Since I accepted an invitation to be a member of Labour's Economic Advisory Council many people have asked me what Labour's economic policy will be. When I say I have no idea, they probably think I'm just being coy. But my answer reflects a reality which I think many people miss. The Labour leadership has to reach a compromise with the majority of the parliamentary party. Any other strategy involves self-destruction. So looking at the economic views of Corbyn and McDonnell, or what was suggested in the leadership campaign, will be an inadequate guide to the policy finally adopted.

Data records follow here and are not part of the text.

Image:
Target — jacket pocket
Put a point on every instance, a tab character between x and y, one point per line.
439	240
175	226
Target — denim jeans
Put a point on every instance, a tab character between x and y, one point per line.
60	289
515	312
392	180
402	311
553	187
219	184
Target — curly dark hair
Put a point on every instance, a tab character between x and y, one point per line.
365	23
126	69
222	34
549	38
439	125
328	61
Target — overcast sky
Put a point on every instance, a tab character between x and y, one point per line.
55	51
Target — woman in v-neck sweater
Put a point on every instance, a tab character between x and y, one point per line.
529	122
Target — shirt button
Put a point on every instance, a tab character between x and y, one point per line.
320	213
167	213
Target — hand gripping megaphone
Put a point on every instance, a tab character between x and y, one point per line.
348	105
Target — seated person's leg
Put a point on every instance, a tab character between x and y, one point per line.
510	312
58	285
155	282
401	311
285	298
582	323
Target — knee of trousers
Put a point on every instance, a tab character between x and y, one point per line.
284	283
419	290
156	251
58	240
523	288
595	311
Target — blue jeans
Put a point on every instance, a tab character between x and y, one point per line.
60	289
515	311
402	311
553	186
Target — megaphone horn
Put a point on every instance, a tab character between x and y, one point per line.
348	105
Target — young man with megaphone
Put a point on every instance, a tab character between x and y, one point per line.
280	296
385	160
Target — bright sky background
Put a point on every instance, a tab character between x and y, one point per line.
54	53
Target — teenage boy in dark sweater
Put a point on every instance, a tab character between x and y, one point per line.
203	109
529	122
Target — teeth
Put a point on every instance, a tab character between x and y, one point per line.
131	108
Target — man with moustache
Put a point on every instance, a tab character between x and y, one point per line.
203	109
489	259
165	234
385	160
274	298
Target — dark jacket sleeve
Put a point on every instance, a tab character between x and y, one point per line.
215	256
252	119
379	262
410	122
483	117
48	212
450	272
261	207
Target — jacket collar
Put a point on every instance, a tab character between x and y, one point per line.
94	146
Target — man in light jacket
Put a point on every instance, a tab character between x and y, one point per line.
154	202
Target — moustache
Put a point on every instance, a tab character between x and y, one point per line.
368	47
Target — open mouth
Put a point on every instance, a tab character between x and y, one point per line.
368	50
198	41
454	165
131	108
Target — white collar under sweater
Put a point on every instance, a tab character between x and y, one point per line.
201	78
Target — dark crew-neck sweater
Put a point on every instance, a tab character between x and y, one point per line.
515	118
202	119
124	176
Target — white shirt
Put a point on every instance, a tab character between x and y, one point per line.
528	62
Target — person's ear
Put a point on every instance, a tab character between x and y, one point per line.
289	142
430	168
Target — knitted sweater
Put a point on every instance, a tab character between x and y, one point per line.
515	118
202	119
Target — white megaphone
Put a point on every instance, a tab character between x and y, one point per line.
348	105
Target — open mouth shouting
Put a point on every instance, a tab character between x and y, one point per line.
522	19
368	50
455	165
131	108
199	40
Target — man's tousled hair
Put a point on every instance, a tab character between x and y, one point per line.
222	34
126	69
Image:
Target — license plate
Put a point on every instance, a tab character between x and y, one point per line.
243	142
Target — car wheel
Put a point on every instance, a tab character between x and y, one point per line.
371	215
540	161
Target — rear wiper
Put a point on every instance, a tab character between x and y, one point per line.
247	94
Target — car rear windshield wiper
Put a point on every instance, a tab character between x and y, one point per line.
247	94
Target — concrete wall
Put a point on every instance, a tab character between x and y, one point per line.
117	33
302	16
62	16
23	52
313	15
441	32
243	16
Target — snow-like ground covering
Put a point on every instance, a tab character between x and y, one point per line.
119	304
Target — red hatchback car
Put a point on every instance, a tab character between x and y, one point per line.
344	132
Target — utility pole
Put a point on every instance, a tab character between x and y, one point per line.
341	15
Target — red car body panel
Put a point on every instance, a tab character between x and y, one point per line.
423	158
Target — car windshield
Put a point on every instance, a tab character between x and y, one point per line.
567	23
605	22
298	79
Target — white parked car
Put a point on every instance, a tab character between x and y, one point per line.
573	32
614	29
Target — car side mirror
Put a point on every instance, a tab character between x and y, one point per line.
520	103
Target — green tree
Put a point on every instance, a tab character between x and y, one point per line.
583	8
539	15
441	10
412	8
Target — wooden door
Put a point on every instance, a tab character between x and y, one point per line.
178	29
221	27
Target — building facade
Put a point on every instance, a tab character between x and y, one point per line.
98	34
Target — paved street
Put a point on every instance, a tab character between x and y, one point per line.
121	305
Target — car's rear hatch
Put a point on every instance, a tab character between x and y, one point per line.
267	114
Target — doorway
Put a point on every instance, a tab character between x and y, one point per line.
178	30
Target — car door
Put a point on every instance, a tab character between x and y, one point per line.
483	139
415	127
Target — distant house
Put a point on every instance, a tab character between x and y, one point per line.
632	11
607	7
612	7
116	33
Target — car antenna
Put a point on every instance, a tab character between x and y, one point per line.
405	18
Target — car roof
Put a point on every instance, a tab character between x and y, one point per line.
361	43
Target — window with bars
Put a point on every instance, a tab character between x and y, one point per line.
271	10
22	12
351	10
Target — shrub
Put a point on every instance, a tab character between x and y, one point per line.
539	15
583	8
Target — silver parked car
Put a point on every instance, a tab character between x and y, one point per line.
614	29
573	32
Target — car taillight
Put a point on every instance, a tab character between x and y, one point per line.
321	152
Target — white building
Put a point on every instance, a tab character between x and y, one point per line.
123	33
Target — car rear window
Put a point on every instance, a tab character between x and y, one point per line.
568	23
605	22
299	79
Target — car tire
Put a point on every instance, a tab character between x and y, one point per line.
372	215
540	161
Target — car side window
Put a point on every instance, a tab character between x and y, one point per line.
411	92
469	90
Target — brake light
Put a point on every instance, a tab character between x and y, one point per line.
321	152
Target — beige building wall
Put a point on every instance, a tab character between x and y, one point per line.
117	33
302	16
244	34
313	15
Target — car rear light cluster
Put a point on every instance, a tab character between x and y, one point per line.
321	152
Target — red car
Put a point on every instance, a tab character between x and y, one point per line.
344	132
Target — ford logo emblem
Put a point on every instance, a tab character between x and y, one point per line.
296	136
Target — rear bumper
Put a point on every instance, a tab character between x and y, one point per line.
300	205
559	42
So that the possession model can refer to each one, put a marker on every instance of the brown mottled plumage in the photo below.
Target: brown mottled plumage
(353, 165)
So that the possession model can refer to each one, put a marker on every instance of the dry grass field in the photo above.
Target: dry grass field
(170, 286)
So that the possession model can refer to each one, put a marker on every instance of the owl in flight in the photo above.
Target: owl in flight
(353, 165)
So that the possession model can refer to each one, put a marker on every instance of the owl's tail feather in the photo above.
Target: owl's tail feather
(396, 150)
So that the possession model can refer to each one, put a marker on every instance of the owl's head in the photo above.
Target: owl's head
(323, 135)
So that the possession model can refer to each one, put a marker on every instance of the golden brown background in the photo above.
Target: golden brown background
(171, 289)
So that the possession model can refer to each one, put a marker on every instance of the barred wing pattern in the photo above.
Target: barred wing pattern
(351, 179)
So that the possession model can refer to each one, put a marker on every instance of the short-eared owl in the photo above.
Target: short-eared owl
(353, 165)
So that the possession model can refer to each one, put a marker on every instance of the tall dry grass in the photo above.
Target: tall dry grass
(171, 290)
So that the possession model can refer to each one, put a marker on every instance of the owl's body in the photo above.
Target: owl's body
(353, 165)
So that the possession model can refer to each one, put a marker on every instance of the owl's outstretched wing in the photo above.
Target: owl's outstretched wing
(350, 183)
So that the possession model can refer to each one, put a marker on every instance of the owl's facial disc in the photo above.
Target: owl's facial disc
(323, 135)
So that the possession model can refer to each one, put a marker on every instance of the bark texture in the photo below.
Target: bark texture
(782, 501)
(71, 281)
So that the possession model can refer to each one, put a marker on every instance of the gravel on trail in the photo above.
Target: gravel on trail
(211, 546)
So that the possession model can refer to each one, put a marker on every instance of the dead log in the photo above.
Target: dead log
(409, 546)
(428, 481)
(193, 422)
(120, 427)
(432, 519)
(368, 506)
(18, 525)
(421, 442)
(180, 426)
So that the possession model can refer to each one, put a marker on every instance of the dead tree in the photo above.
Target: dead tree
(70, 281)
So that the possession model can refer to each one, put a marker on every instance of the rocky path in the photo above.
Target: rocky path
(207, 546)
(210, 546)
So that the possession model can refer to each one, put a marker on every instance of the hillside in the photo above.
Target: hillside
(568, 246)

Take, for example, the idea of "People's QE" that Corbyn floated as a possible policy during his election campaign. That involved funding a National Investment Bank using new money created by the Bank of England. Many economists, including the LSE's growth commission, like the idea of a National Investment Bank, and others would also agree there is scope to improve on QE, the Bank's money creation programme. However the Bank is unlikely to undertake any further QE over the next few years, so People's QE seemed to imply ending the Bank's independence. As there is still widespread support among economists for independence, pursuing this particular conception of People's QE would have been divisive. Perhaps as a result, in a Financial Times article in mid-October John McDonnell wrote that Bank independence was sacrosanct.
In that article he also announced setting up a group to look at the Bank of England's remit, and other groups may follow. So Labour's economic policy will gradually emerge from a combination of external advice and dialogue between the leadership and the parliamentary party.
Of course we can still speculate about what will emerge. Undoubtedly it will involve a more favourable view of the state than the current government. Even those who supported austerity back in 2010 now think Osborne is using the deficit as an excuse to shrink the state. I do not know of any economist who has backed his new fiscal charter, and I expect Labour to adopt fiscal rules that allow borrowing to finance higher public investment at a time when interest rates remain low. Such a rule could still be consistent with reducing government debt as a share of GDP.
A different view of the state does not just imply a larger state than Osborne currently plans, but also a more positive attitude towards the role of the state in promoting economic growth. This idea is exemplified by the work of Advisory Council member Mariana Mazzucato. In her book The Entrepreneurial State she shows that the most important factor behind iconic new technology like the iPhone is state directed applied research. The state should not just be an enabler of innovation, but a driver of it.
Elsewhere policy will respond to the successes and failures of the last Labour government. I was among a number of academics who contributed to a review of Labour's economic record in government, and there were many success stories. This tends to be forgotten because the Conservative Party with media help has succeeded in linking the recession and the need for austerity to the last Labour government's alleged fiscal profligacy. In reality the recession was the result of a global financial crisis, which in turn was by far the major factor behind the rising budget deficit. The idea that before the recession the UK was experiencing a debt-fuelled boom is also based on little more than a kind of backward induction following the recession.
There are two major areas where I expect economic policy to be rather different from the last Labour government. One is the regulation of finance: many economists would view policy changes since the global financial crisis as too little to prevent another crisis. A second is inequality. While the last Labour government did a great deal to reduce poverty (some of which, like tax credits, the current government is trying to reverse), they were famously relaxed about inequality, and in particular the incomes of the top 1 per cent. The issues are linked, because finance has driven a large part of the rising share of the 1 per cent.
It is here that Labour faces one of its most difficult challenges. Perceptions about lack of economic competence were critical in Labour's defeat in 2015. The issue of the deficit will have lost much of its power by 2020, but any policies to reduce inequality and increase financial regulation will be sure to be branded as unfriendly to business. Will these measures be seen by the electorate as damaging or enhancing Labour's economic credibility?